Here’s the equivalent code:

``````package main

import (
"fmt"
)

func btoflag(bf []bool, n int) {
for i, _ := range bf {
if n|(1<<i) > n {
bf[i] = false
} else {
bf[i] = true
}
}
}

func main() {
bf := []bool{false, false, false, false, false}
for i := 0; i < 32; i++ {
btoflag(bf, i)
fmt.Println(bf)
}
}
``````

Yet again, I tend to avoid `else` as much as possible to respect Go‘s “happy ending” best practices, and as is often happens, this `btoflag()`'s is useless, simply declare / initialize `bf` at each occurrence of the loop:

``````func btoflag(bf []bool, n int) {
for i, _ := range bf {
if n|(1<<i) > n {
bf[i] = false
}
}
}

func main() {
for i := 0; i < 32; i++ {
bf := []bool{true, true, true, true, true}
btoflag(bf, i)
fmt.Println(bf)
}
}
``````

There you have it! What do you think? Have you got something better in mind?

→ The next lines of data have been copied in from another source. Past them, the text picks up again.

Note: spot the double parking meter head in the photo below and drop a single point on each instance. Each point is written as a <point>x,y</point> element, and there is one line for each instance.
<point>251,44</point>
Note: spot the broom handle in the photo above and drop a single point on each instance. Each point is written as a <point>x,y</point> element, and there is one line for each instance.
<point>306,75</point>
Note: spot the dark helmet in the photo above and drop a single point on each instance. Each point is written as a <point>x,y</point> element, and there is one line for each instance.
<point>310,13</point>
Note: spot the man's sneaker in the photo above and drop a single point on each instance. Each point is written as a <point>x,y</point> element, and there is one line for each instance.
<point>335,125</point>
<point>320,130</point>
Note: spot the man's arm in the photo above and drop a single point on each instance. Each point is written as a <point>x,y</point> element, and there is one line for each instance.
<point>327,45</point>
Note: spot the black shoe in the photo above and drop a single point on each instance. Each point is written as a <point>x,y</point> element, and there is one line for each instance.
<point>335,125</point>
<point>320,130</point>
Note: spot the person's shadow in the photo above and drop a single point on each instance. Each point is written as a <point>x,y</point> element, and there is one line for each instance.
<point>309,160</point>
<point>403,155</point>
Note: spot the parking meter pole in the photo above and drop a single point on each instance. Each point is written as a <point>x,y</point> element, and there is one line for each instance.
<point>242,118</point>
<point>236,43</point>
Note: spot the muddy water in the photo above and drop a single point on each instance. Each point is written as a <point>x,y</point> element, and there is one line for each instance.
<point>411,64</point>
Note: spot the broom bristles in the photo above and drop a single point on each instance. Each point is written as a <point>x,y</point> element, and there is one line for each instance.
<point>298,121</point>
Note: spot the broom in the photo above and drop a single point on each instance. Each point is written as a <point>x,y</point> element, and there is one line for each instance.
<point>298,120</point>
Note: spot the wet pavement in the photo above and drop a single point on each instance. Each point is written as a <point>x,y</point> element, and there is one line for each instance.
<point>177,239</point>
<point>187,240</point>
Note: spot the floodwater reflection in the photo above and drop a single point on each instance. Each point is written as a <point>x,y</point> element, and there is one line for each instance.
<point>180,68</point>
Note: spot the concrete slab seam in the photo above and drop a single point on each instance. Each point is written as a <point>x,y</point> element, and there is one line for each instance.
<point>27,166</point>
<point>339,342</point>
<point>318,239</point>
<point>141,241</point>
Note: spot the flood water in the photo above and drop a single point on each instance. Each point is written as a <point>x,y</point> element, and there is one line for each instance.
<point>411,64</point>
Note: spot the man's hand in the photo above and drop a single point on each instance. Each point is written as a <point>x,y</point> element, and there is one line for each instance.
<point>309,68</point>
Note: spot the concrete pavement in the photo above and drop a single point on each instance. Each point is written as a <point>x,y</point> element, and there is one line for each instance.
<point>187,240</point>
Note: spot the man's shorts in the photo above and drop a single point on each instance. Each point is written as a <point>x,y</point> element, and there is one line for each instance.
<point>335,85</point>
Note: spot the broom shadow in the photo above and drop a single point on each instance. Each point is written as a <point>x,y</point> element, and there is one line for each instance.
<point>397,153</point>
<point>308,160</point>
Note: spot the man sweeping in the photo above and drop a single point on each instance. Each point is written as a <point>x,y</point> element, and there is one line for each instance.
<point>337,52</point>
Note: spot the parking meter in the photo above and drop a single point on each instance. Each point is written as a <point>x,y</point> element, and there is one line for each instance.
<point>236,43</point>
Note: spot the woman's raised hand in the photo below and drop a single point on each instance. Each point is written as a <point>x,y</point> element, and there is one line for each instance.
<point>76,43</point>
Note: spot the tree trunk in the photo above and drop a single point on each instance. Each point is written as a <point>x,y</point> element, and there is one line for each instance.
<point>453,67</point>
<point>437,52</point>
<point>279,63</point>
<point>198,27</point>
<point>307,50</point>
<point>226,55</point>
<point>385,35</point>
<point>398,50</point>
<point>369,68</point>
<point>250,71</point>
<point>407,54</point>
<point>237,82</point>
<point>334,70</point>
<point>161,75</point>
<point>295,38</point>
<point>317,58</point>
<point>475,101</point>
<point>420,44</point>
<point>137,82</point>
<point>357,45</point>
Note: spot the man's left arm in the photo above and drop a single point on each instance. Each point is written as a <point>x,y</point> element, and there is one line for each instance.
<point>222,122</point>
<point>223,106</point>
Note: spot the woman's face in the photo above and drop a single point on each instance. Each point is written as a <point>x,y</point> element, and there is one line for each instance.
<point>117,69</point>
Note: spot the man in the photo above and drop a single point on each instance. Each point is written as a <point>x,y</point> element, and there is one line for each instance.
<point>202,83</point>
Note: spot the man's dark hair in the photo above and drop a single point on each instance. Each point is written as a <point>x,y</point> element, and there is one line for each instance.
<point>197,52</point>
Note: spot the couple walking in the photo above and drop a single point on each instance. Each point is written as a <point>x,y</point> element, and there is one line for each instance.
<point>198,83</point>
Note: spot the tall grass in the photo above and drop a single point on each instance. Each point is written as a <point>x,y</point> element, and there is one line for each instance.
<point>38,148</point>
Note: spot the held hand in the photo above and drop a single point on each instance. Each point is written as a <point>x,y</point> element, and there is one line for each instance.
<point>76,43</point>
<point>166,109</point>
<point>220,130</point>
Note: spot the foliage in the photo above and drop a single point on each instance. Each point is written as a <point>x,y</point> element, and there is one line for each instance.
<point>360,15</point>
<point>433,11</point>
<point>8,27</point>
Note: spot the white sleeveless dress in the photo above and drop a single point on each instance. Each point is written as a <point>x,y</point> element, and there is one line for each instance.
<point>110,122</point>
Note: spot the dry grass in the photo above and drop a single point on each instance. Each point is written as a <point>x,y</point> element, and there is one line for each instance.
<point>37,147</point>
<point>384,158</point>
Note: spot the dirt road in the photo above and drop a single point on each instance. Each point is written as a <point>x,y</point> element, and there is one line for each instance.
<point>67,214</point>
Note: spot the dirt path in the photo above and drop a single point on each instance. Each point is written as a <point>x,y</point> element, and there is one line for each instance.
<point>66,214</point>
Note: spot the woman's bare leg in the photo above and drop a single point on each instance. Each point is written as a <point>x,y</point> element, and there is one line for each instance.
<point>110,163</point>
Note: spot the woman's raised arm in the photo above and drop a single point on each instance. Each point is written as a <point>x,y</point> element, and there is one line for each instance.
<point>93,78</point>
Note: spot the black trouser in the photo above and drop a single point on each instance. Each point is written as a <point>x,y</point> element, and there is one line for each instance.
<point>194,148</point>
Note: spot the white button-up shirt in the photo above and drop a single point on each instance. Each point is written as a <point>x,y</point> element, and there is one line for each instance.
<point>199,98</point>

Update turns out some of you found the `n|(1<<i) > n` method kind of gibberish and harder to understand than a `&`. So here’s the consequent change:

``````func btoflag(bf []bool, n int) {
for i, _ := range bf {
if n&(1<<i) != 0 {
bf[i] = true
}
}
}

func main() {
for i := 0; i < 32; i++ {
bf := []bool{false, false, false, false, false}
btoflag(bf, i)
fmt.Println(bf)
}
}
``````

In this method, only if both bits are `true` then the field should be true. For example:

`5` in base 10 (decimal) is `00101` in base 2 (binary) with 5 bits
`4(10)` is `00100`

op 16 8 4 2 1
0 0 1 0 1
& 0 0 1 0 0
= 0 0 1 0 0

When `5` is passed to `btoflag()`, `4` and `1` will match, but no other power of 2, thus, these two bits are set to `true`.